In my own experience using a small refrigerator (3.2 cubic feet like yours) and a slightly larger beverage cooler (4.4 cubic feet), the issue has never been the need to remove humidity, but the need to supplement it to prevent case hardening.  Because these small devices hold a very limited volume of air, as soon as the compressor kicks on to cool down the unit, the humidity is instantly drawn to the coils, which dries out the ambient air to such a degree that it promotes case hardening.  I attach a temperature/humidity plot from the 4.4 cubic feed beverage cooler during a drying run so you can see just how tightly the two are coupled.
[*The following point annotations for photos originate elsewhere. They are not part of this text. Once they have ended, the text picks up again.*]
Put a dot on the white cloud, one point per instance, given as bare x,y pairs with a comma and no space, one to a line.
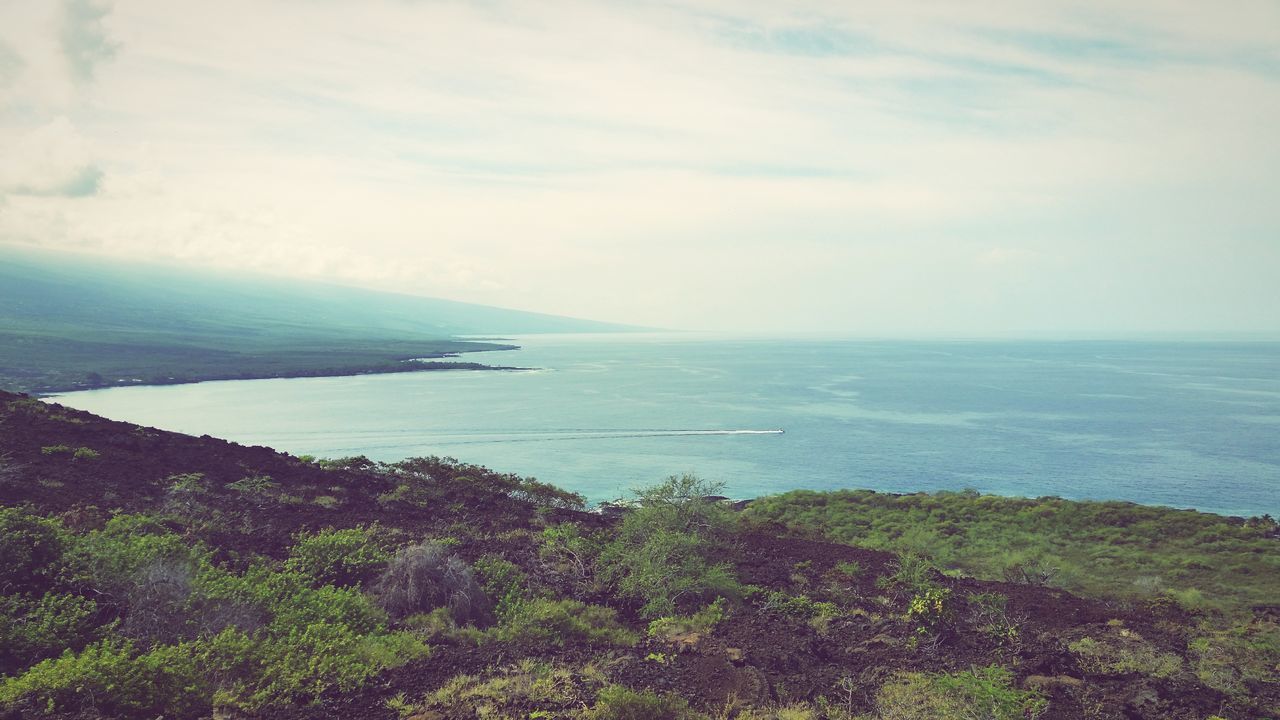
716,162
51,159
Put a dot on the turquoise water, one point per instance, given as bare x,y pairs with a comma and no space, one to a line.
1179,424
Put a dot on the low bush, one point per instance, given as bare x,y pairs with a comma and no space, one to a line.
984,693
31,551
424,577
543,623
617,702
662,554
1121,652
688,630
337,557
114,678
529,683
567,547
37,629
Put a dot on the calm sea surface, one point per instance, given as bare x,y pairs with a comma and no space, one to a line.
1179,424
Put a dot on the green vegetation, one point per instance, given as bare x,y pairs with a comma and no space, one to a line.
191,578
1087,547
74,323
984,692
662,554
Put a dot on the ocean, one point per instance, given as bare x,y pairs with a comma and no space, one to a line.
1183,424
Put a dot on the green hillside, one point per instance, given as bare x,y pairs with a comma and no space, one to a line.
72,320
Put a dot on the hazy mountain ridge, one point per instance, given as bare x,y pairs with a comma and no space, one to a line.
77,320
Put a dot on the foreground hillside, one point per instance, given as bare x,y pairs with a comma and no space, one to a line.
146,573
71,322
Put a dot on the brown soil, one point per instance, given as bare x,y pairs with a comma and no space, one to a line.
757,654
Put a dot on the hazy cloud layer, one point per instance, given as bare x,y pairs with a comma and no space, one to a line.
906,168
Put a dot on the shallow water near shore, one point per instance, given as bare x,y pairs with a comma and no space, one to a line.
1185,424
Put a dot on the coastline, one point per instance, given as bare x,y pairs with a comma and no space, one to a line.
333,361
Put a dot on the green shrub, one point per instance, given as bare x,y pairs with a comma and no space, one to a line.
982,692
931,609
1086,547
184,491
566,546
662,552
617,702
117,560
36,629
31,551
311,660
848,570
503,582
113,677
337,557
913,573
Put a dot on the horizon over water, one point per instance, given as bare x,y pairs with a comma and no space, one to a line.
1178,423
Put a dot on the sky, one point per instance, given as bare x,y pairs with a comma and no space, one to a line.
882,168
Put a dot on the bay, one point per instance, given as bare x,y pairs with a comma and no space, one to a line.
1184,424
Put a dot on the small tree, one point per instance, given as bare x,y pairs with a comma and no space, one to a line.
662,552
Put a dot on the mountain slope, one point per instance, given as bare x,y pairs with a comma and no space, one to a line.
150,573
67,320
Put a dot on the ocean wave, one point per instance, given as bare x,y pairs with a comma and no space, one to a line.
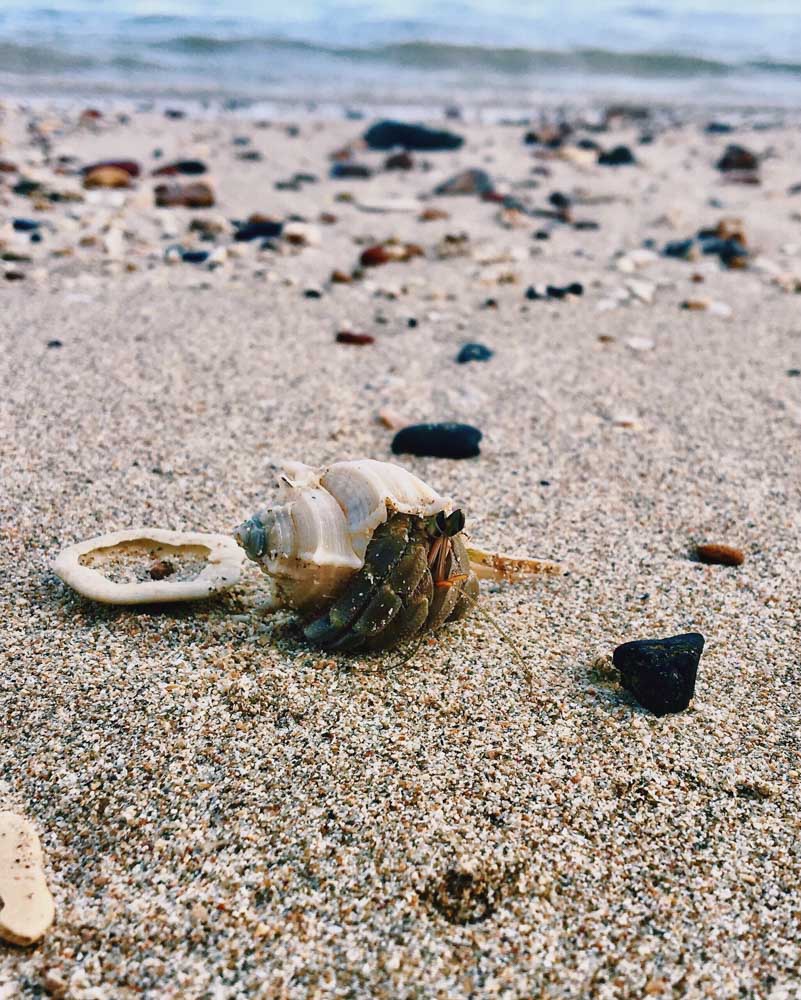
15,58
425,55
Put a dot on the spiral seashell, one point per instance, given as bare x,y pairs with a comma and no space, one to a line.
315,538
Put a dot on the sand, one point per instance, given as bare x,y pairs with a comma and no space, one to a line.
226,812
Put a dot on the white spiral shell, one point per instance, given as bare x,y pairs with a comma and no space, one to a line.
314,539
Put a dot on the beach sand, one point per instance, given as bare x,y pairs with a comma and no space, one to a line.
226,812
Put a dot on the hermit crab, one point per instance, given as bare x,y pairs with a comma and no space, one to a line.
369,555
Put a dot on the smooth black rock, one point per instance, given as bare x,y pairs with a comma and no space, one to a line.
472,181
679,248
560,291
737,158
258,230
619,156
385,135
661,673
727,250
718,128
350,171
474,352
438,440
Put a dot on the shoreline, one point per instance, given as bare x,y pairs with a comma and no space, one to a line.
226,811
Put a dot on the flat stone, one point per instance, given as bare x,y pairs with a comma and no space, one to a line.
446,440
27,905
81,566
385,135
660,673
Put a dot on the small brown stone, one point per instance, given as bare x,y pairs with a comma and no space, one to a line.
107,177
433,215
360,339
197,195
719,555
375,255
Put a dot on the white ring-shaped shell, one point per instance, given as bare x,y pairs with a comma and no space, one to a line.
222,555
315,538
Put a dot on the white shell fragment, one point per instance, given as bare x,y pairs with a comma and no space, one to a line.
26,906
82,566
315,537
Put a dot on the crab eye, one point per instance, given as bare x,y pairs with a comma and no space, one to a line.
441,523
252,537
454,523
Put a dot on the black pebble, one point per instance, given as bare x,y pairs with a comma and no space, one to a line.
350,171
473,352
258,230
718,128
620,156
660,673
386,134
678,248
438,440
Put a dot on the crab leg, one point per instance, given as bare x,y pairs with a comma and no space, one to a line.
494,566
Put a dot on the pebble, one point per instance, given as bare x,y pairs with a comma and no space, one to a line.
719,555
554,291
474,352
661,673
737,158
445,440
194,256
302,234
399,161
130,167
27,906
360,339
350,171
384,135
619,156
642,290
258,227
189,168
107,177
433,215
196,195
472,181
383,253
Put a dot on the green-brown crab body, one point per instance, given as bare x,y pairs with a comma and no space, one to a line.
366,552
412,581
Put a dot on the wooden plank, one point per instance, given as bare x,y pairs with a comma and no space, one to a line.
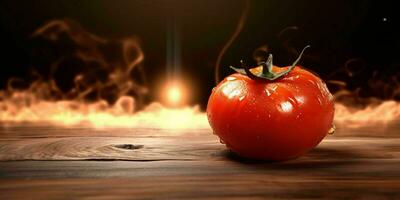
173,148
199,180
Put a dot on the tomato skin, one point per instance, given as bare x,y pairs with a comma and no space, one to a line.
271,120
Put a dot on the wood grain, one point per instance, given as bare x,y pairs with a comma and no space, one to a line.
44,162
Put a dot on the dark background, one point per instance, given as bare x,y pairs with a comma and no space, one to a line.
356,42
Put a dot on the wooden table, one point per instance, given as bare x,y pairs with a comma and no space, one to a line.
48,162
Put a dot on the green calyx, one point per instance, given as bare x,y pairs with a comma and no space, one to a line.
266,73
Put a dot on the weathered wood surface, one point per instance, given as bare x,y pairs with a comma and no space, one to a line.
58,163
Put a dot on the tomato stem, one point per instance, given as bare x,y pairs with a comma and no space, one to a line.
267,73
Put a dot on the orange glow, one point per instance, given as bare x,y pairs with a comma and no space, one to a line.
382,113
174,95
100,114
20,107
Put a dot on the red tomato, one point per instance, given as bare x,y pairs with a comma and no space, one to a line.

The stage of your drying process also makes a huge difference--earlier on in the drying process, when your products still have lots of moisture, less added humidity (by the ultrasonic humidifier) is needed.  But later on as your products drop in moisture content, more and more humidity is needed to accommodate the drying process.  This might sound unintuitive, i.e. more humidity needed, but the reality is that you have to slow down the drying process so the moisture can diffuse from the center of the product out to the edges where it can be drawn off.  If you do not do this, case hardening is almost inevitable.

When I first started years ago, I also used a small computer fan to circulate air.  But I also found that lead to case hardening so I stopped that.  You might consider undervolting your fan so it is just barely turning, or maybe just switch it on for ~10 seconds per hour.  I've just looked up the specs on fans like this, and they push around 50 cubic feet per minute during normal operation.  So a 10 second pulse should easily take care of the 3.3 cubic feet volume of your minifridge.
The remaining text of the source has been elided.